Now I'll make no secret of the fact that I read Playboy in my youth primarily for the nudes. I'd never be the cliched person insisting he read it for the articles. Yes, fine, I read a lot of the interviews and articles and reviews; I read a fair number of good short stories over the years. I do recall articles about men's fashion and accessories and furnishings that I probably took notes on. But it was always the nudes that I cared about--- the vision of sex with lovely girls.
At some point, though, the Playmates weren't enough. I like my fantasies aspirational and stylish, and Playboy's commitment to the Girl Next Door idea wasn't what I was looking for. The nudes in high-fashion magazines were better. Taller, thinner, more posed in settings that were elegant and noir. I never minded airbrushing and artificiality--- remember, I always prefer the artificial to the natural ---but the poses I wanted weren't upper-middle California suburb, they were a lot more Euro-boutique hotel-decadence.
Playboy's original target market was the late-1950s/early 1960s young striver. Someone in his mid-twenties with a college degree and a white-collar job and a decent salary in a booming economy, but not from the old Eastern upper classes. Someone who'd need to learn about how to dress to impress and how to furnish a flat to seduce. Their target buyer was the same young man Ian Fleming had been writing for in late-'50s Britain: someone who read the Bond novels to know what suits to wear and what to order at the bar or at an upscale dinner. I might've enjoyed all that, if I'd been there. By the end, though, Playboy had come down in the world--- become a bit jockish, become more than a little tired. The finance bros had moved on to magazines and websites that didn't pretend to be retro-hip, that were brassier and more in-your-face. Playboy had been about jazz, and it managed to hang on through rock, but it couldn't deal with hip-hop era attitudes about wealth and bling.

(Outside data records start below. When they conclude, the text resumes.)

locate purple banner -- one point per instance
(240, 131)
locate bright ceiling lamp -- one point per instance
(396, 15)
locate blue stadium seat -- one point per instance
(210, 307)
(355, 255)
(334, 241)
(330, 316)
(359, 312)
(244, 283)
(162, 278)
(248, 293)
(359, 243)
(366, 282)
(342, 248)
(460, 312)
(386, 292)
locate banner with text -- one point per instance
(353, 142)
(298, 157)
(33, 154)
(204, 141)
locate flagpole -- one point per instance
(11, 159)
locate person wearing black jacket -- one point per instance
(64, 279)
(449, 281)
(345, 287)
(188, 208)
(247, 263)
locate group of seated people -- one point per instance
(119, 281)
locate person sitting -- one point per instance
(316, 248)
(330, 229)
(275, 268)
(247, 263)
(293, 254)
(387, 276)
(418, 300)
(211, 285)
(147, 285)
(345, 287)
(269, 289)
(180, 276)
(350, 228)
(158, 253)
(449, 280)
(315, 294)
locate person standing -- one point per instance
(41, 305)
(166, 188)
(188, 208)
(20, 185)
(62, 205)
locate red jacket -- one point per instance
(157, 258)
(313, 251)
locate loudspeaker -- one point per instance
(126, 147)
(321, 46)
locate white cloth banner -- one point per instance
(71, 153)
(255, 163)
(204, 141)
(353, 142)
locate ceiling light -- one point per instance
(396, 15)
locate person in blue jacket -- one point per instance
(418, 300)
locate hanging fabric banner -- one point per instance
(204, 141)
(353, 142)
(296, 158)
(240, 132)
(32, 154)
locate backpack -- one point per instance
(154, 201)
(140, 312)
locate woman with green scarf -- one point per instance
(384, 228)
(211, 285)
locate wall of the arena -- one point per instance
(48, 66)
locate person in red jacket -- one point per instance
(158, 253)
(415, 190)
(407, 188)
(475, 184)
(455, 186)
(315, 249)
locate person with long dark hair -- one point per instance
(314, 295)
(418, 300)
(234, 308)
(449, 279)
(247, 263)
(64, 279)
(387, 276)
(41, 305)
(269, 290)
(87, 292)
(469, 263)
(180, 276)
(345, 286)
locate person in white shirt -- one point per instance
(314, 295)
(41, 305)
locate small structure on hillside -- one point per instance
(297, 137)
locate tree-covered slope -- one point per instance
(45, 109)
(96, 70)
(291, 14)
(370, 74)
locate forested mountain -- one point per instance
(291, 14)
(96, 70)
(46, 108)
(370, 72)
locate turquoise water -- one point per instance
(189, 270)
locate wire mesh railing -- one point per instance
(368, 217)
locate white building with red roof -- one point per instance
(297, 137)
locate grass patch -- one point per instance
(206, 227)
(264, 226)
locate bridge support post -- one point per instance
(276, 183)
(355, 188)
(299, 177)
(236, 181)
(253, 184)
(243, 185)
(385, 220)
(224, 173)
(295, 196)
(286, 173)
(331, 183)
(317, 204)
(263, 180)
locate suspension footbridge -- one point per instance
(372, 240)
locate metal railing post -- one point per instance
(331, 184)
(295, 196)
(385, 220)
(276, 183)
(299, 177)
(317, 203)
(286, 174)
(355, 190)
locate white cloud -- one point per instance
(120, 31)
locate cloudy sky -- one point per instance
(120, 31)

So here we are. No more Playboy nudes, at least in the print editions. What will undergraduate boys put up on the walls of their freshman dorms? What will mechanics put up in the office in garages and car-repair shops? Well, they can all look at porn on their phones and laptops, but I'll miss centerfolds. I'll miss Playmates-of-the-Month there on glossy pages.
Maybe I'll see if episodes of "Playboy After Dark" are available on YouTube and just watch the days of the Chicago Playboy Mansion in grainy black and white and see if I can still feel...hep. Not even hip, I think--- hep.